Now say you want a function that takes x1 and x2 posterior draws, and samples new y1 and y2

inputs = [x1, x2]
outputs = [y1, y2]
custom_pred_fn = m.compile_fn(outs=outputs, inputs=inputs, random_seed=5)

# Test with one point
print(custom_pred_fn({"x1": 0.5, "x2": 0.9}))
# [array([ 0.41297267,  1.5867006 , -0.14875281]), array([0.21406306, 1.45543159, 0.13762093])]

# Confirm draws change over functions evaluations
print(custom_pred_fn({"x1": 0.5, "x2": 0.9}))
# [array([-0.33605213,  1.25911615, -1.2710826 ]), array([-0.81434557,  3.4961431 , -0.11901213])]

To apply it over your posterior trace, you can use the following pymc helper:

from pymc.backends.arviz import apply_function_over_dataset, coords_and_dims_for_inferencedata

coords, dims = coords_and_dims_for_inferencedata(m)

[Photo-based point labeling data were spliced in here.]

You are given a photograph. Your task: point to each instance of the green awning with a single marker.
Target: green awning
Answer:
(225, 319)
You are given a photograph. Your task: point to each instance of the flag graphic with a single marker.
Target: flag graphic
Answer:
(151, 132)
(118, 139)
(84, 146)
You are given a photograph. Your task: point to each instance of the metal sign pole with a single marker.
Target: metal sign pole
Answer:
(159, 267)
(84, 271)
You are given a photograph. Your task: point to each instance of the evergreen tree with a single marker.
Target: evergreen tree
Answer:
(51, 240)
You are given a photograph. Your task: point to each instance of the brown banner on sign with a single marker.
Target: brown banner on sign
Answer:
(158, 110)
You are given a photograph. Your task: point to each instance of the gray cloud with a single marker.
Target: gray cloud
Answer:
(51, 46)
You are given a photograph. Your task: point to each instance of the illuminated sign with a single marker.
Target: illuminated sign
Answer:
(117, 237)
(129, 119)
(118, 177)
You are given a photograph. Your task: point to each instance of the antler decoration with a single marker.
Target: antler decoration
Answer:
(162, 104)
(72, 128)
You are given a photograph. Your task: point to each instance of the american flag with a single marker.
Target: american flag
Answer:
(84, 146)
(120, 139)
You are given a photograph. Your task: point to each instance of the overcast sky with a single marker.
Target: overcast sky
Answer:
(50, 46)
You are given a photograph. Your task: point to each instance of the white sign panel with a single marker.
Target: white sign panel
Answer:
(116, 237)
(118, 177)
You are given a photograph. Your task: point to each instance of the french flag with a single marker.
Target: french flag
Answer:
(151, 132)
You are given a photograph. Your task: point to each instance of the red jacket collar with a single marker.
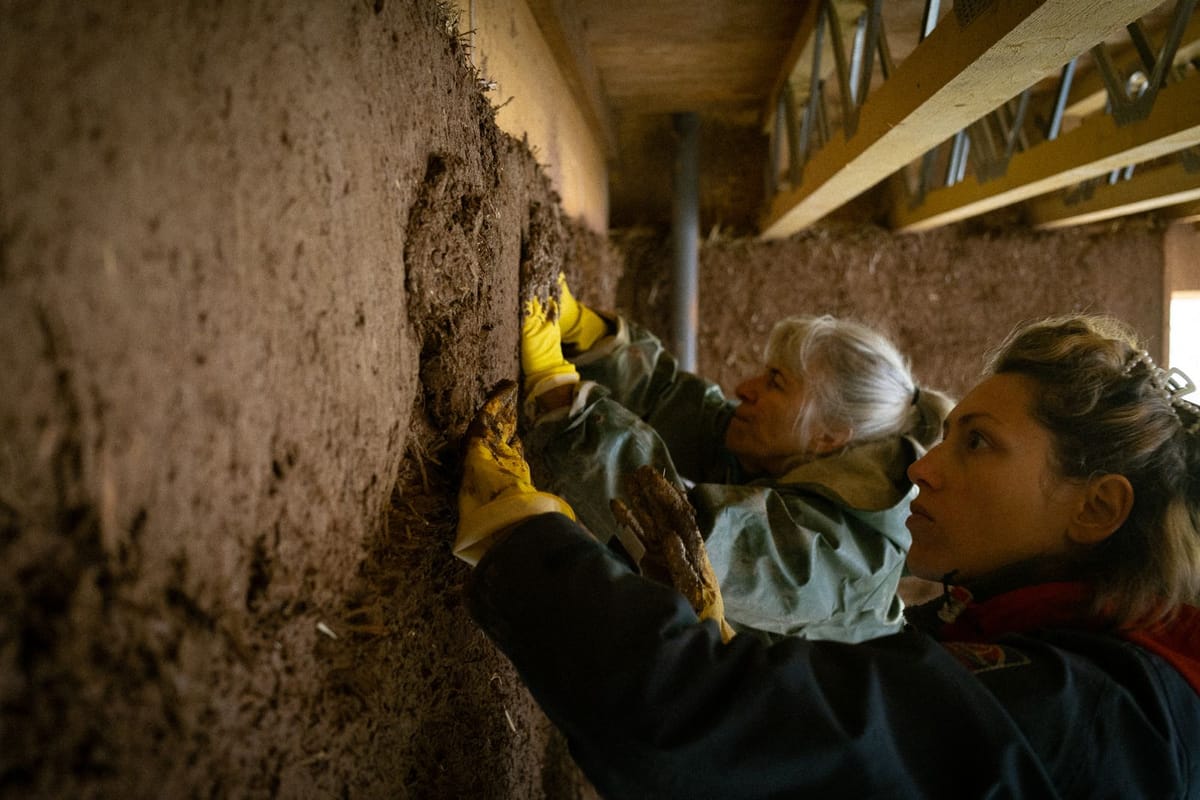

posterior_pred = apply_function_over_dataset(
    fn=custom_pred_fn,
    dataset=posterior[[inp.name for inp in inputs]],  # Select input variables in same order as function
    output_var_names=[out.name for out in outputs],  # Assign output variable names in same order as function
    coords=coords,
    dims=dims,
)
print(posterior_pred)
# <xarray.Dataset> Size: 28kB
# Dimensions:  (chain: 1, draw: 500, trial: 3)
# Coordinates:
#   * chain    (chain) int64 8B 0
#   * draw     (draw) int64 4kB 0 1 2 3 4 5 6 7 ... 493 494 495 496 497 498 499
#   * trial    (trial) int64 24B 0 1 2
# Data variables:
#     y1       (chain, draw, trial) float64 12kB -0.9762 -0.2946 ... -1.354
#     y2       (chain, draw, trial) float64 12kB -1.15 -0.0896 ... 0.8917 1.43
# Attributes:
#     created_at:                 2024-04-22T07:26:36.219180
#     arviz_version:              0.17.1
#     inference_library:          pymc
#     inference_library_version:  5.13.0

This is still entirely compatible with using and setting Data containers

Yes

My warning is that in general you should be very careful about including any non-observed variables in var_names as that is generally only what you want in very restricted cases. That’s why your experiment above failed, not because your logic was wrong but because it didn’t do what you wanted it to do.

I think you may get what you want with just default sample_posterior_predictive (don’t override var_names)? Just need to be careful that no inferred variables exist directly between the two ys, since otherwise they would be resampled. In your examples so far I don’t think that’s the case, as the values of likelihood_1 only show up in likelihood2 and not as the parameters of any of slopex or x data.

If default sample_posterior_predictive is not building the function you want it to build, you can use my code above to build it yourself.